Ia tak mengklaim ia tahu tentang hidup setelah mati. Ia tak mau bicara tentang dewa-dewa. ”Tentang dewa-dewa kita tak tahu apa-apa,” katanya.Tanpa melibatkan dewa-dewa, ia tak mendasarkan moralitas kepada sesuatu yang kekal di luar alam ini.

Dlm ”Euthyphro”, Socrates dikutip: apa yang baik bukan baik karena disetujui dewa-dewa. Tapi dewa-dewa menyetujuinya karena itu memang baik. Konsepsinya tentang kebaikan tak didasarkan kepada alasan theologis, dikaitkan dengan Tuhan.

Kebaikan itu berkaitan dengan guna bagi hidup. Kebajikan (arete) bagi Socrates bukanlah ditandai keadaan tanpa dosa, melainkan ulung dalam hal kearifan dan pengetahuan.

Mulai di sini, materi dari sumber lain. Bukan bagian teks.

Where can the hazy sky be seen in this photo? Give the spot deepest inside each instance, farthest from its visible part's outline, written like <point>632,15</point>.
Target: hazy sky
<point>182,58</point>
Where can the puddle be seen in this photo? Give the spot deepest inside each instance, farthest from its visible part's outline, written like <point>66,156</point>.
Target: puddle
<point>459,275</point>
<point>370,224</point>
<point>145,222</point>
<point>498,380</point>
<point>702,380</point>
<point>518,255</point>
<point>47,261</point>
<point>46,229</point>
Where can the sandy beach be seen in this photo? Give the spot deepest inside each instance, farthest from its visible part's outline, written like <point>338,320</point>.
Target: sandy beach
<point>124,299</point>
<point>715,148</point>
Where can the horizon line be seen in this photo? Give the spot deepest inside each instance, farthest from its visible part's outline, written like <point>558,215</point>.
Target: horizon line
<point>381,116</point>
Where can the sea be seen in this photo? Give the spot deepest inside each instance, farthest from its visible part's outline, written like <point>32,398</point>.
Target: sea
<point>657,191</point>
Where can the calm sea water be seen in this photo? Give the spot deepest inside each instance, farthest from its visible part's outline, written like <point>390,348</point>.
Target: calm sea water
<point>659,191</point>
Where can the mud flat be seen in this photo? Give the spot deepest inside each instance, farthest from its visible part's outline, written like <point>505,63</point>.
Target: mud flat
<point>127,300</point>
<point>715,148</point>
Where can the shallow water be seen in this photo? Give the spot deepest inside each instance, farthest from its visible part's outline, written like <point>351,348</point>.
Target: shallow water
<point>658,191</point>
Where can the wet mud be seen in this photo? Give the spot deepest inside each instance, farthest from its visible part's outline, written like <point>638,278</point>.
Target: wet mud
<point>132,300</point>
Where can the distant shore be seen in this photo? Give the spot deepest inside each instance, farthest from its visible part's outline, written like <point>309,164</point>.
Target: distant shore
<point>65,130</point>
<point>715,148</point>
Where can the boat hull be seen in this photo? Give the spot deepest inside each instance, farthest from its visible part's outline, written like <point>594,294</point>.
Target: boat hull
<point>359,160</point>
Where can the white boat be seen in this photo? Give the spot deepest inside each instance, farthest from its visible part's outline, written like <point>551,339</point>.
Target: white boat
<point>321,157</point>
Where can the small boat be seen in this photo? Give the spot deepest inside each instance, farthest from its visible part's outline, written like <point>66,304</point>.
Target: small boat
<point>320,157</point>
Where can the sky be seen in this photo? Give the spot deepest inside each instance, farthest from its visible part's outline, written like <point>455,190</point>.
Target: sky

Socrates demokratis dalam percaturan pendapat: tak ada pihak, juga sang guru, yang dianggap lebih tahu. Tapi ia antidemokrasi. Baginya demokrasi itu tak masuk akal. Pemungutan suara untuk memilih politisi? Kita tak toh memilih jurumudi dengan pemungutan suara.

Syahdan, salah satu muridnya, Critias, memimpin gerakan dengan kekerasan untuk menumbangkan demokrasi, Socrates ikut tertuduh. Ia ditangkap dan dihukum mati: ia hrs minum racun. Dengan tenang ia menerima itu. Ia menolak untuk lari. Ia setia kepada negerinya.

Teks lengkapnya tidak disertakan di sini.